Another great investor who knows how to distinguish the signal from the noise is, of course, Warren Buffett. You'll never hear him discuss the earnings outlook over the next quarter or consult an overabundance of information when making an investment. Instead he says "Our method is very simple. We just try to buy businesses with good-to-superb underlying economics run by honest and able people and buy them at sensible prices. That's all I'm trying to do."

There is no one right approach to investing, nor are there three, four, or five factors I can tell you to always evaluate when making an investment. It all depends on your investment approach. I'm a deep value investor, so my favorite focus points might not be to your tastes. I essentially focus upon three elements:


1. Valuation: Is this stock seriously undervalued?

2. Balance sheets: Is this stock going bust?

3. Capital discipline: What is the management doing with the cash I'm giving them?


These points may or may not be useful to you in your approach to investing, but the important take-away here is that you should determine the factors you will use to assess your investment choices, and then you will focus on your own analysis of each of these elements.   [pg 73-85]

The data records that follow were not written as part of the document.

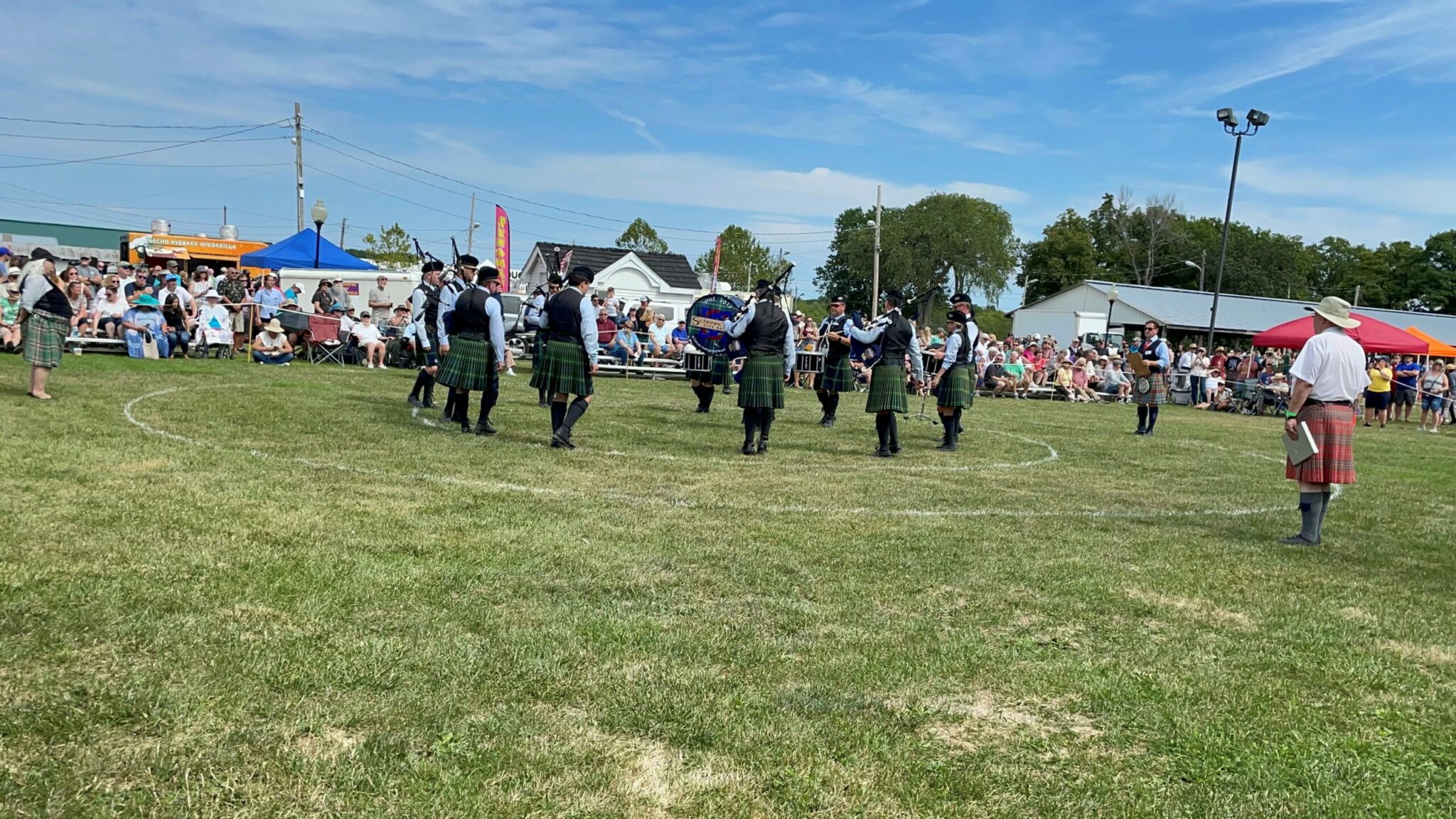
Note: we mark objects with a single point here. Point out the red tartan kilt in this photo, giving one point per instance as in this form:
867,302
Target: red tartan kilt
1334,432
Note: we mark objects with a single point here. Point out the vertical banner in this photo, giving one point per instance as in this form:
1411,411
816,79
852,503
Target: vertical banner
718,255
503,247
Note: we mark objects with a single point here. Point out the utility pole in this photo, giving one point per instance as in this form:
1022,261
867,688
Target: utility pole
297,156
874,286
469,233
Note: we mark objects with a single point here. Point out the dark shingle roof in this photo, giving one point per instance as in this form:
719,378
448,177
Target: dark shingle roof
672,269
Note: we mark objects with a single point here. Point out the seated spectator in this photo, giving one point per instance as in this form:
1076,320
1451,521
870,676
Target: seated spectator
369,340
680,340
660,338
11,318
625,346
271,346
108,311
143,323
176,326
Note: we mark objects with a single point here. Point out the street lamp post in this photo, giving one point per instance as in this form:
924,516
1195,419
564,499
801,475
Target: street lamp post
1254,122
319,215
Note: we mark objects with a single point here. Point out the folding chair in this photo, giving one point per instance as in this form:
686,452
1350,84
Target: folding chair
323,340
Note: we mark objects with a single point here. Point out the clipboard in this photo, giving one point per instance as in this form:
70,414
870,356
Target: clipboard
1300,448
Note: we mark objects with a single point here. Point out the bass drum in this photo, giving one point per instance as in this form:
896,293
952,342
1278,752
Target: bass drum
707,319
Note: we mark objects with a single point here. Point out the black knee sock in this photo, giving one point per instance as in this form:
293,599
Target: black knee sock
575,412
750,424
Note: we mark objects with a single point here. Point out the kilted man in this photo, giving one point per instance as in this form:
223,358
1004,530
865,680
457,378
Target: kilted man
476,350
768,336
1327,376
837,375
956,381
44,318
465,277
424,314
533,319
1150,391
569,358
887,384
705,384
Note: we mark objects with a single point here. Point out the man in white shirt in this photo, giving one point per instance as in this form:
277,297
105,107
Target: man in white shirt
1328,375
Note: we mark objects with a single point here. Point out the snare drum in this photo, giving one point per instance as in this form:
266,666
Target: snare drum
808,362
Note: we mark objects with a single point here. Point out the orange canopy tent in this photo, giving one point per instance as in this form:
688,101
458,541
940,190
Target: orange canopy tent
1439,348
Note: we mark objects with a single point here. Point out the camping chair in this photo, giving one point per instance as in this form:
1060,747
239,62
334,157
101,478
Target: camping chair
323,340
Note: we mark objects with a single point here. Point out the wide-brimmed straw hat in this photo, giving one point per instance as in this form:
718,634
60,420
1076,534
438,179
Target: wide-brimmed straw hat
1336,311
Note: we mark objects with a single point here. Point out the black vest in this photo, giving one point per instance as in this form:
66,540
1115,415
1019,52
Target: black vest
835,350
432,304
471,315
896,340
564,315
766,331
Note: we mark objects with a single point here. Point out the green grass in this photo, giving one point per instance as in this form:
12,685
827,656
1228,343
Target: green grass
322,606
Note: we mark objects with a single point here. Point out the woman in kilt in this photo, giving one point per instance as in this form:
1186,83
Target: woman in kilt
569,355
46,319
887,388
1327,376
476,358
1150,391
953,382
768,336
837,375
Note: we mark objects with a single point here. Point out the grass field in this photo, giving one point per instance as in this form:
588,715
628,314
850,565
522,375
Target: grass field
279,594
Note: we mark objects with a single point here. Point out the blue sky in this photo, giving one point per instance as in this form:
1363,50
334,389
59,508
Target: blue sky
769,114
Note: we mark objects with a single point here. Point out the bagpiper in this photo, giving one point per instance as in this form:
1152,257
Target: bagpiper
766,333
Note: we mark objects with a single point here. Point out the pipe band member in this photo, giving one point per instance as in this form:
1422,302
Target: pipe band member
837,375
476,350
768,336
1150,391
954,382
887,384
1328,376
569,356
535,309
424,314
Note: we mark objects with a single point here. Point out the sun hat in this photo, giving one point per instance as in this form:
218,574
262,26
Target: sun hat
1336,311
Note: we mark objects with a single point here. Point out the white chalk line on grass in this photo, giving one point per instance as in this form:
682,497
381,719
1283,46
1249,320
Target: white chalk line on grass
1051,455
696,505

1. P. Slovic, "Behavioral Problems Adhering to a Decision Policy" (Unpublished paper, 1973).

2. C. Tsai, J. Kalyman, and R. Hastie, "Effects of Amount of Information m Judgment Accuracy and Confidence" (Working paper, 2007).

3. A. Dijksterhuis, M. Bos, L. Nordgren, and R. Van Baaren, "On Making the Right Choice: The Deliberation Without Attention Effect," Science 311 (2007): 1005-1007.

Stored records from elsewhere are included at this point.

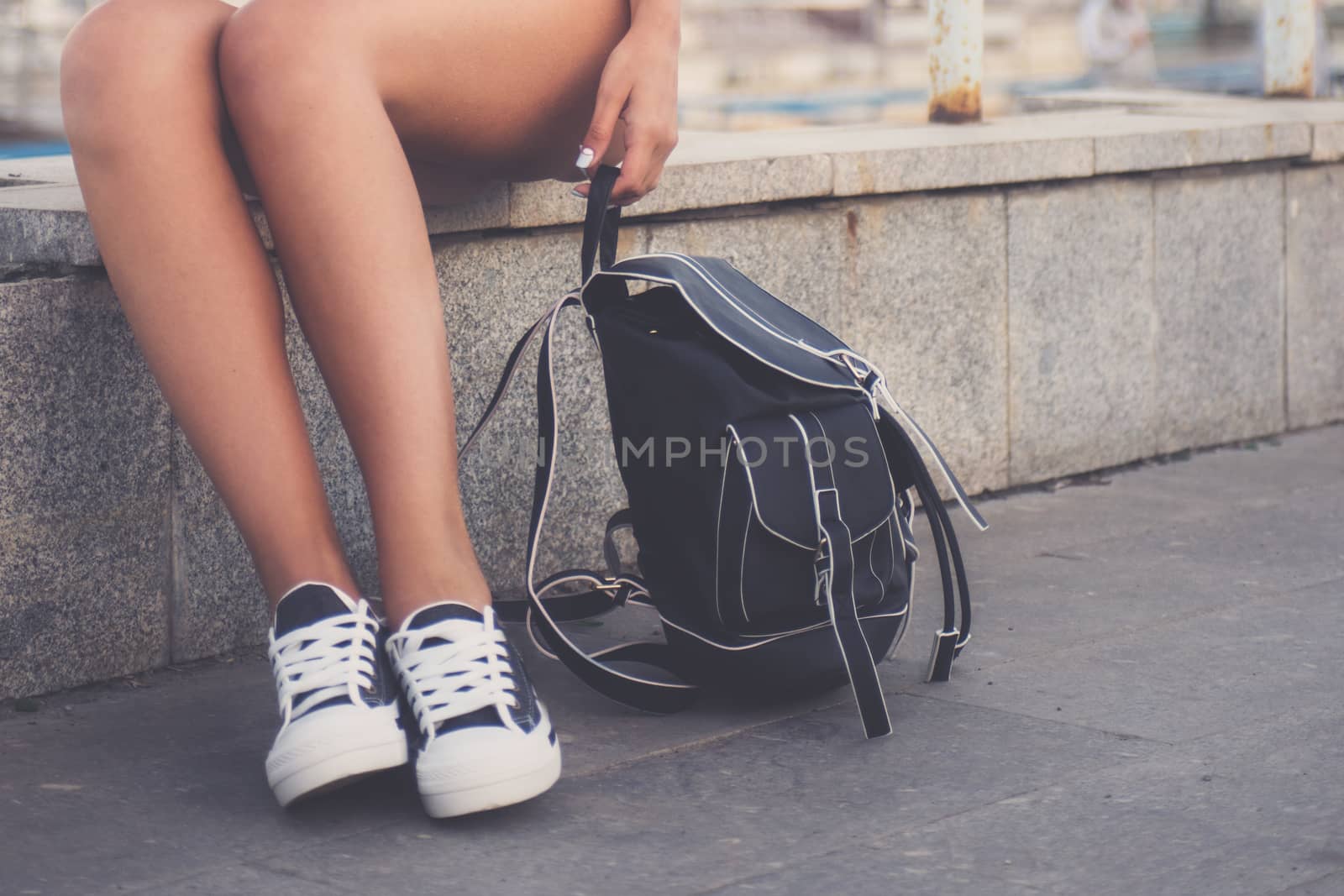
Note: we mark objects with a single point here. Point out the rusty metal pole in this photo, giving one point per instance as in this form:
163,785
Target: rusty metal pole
956,58
1289,34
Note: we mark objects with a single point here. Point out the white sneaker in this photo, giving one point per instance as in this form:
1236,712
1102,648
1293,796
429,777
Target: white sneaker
486,741
338,705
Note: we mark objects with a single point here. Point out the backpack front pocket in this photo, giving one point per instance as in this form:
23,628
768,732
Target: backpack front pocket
770,562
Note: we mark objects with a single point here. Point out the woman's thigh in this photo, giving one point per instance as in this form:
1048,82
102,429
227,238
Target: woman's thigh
476,89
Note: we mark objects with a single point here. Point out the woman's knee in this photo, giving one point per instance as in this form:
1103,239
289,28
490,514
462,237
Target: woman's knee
128,58
276,54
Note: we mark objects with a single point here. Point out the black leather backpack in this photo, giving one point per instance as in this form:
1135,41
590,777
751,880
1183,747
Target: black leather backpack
769,490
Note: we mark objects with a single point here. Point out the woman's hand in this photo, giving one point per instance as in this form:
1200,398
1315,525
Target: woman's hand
638,89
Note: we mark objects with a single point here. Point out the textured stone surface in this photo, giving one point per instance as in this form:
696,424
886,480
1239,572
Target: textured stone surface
1220,289
1168,141
45,223
938,157
1315,296
927,301
1328,141
1079,327
1186,748
84,490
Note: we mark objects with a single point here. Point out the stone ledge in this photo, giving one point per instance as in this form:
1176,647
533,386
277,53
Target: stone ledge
1068,136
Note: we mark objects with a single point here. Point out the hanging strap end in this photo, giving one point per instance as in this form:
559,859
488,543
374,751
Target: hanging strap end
945,647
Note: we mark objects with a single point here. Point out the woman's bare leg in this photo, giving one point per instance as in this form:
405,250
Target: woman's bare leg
329,97
144,117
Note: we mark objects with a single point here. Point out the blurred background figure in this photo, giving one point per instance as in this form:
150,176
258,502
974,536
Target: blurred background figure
1117,43
31,35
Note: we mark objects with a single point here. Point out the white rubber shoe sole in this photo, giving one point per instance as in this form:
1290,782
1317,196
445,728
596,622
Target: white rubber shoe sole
496,794
333,747
488,768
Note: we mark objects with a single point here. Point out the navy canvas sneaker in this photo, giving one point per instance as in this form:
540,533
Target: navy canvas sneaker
338,700
486,741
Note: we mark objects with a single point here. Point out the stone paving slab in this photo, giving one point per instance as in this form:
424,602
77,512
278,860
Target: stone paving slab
1176,731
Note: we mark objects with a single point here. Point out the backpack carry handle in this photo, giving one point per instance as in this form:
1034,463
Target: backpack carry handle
601,223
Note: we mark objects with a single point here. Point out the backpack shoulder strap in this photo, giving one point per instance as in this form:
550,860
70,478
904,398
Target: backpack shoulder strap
633,691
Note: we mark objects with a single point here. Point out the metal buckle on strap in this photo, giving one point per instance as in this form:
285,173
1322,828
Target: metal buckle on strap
869,378
822,569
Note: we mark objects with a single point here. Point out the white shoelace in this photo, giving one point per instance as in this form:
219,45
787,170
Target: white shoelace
327,658
465,671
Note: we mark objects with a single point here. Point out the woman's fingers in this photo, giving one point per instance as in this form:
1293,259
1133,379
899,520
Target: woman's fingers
612,93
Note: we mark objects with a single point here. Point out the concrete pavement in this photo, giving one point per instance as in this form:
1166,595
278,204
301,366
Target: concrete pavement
1151,705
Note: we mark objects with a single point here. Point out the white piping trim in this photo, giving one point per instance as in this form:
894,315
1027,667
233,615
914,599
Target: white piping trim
671,281
718,531
756,504
743,567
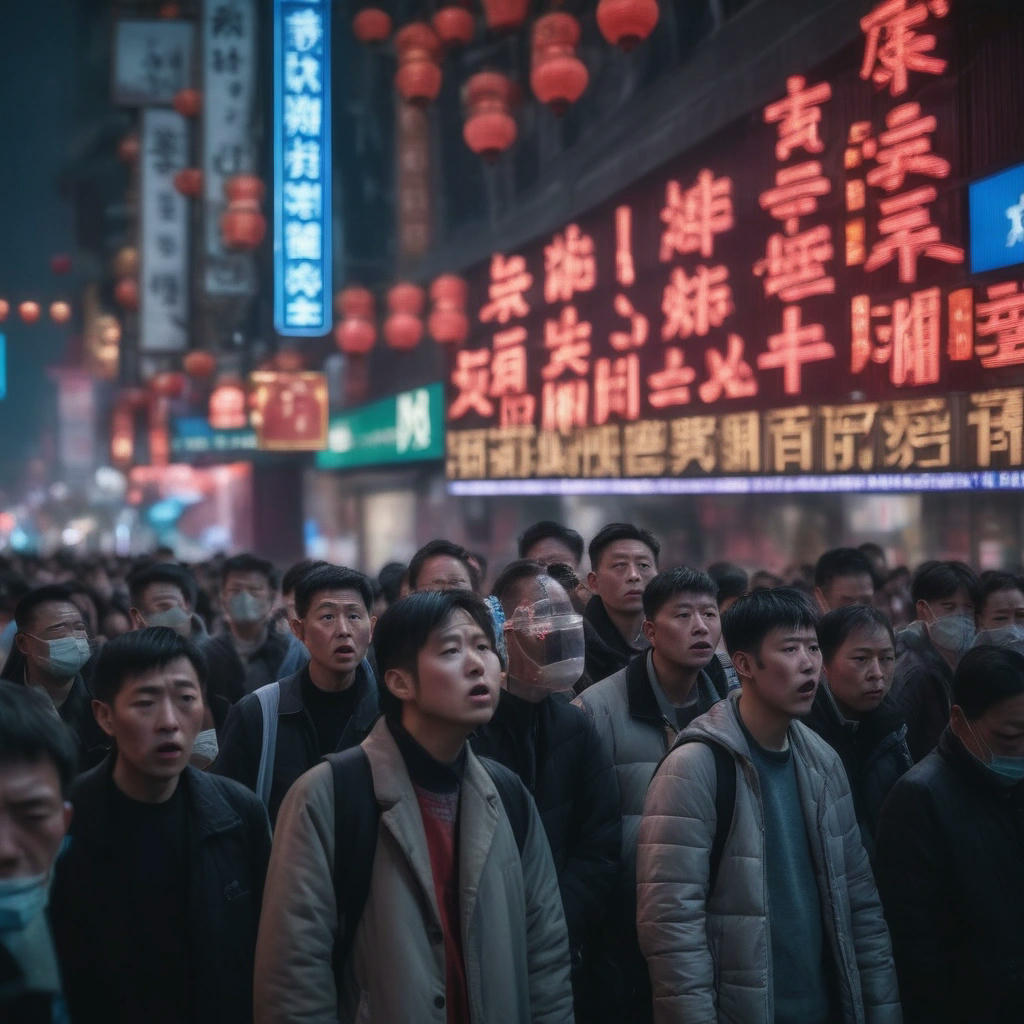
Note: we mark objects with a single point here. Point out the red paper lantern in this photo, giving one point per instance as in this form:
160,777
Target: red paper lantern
200,364
188,181
372,25
29,311
242,224
403,328
558,77
419,75
502,15
489,127
449,323
126,293
626,23
455,25
187,102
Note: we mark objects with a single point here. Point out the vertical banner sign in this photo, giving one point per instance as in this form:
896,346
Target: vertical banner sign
164,281
302,167
228,87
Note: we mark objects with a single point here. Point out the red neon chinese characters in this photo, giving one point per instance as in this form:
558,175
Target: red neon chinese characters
692,305
794,346
569,265
471,377
509,283
798,116
729,375
894,47
1001,320
693,216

4. ED. Davis, G.L. Lohse, and J.E. Kotteman, "Harmful Effects of Seemingly Helpful Information on Forecasts of Stock Earnings," Journal of Economic Psychology 15 (1994): 253-267.

5. L. Green and J. Yates, "Influence of Pseudodiagnostic Information on the Evaluation of Ischemic Heart Disease," Annals of Emergency Medicine 25 (1995): 451-457.

6. A.B. Haynes et al., "A Surgical Safety Checklist to Reduce Morbidity and Mortality in a Global Population," New England Journal of Medicine 360 (2009): 491-499.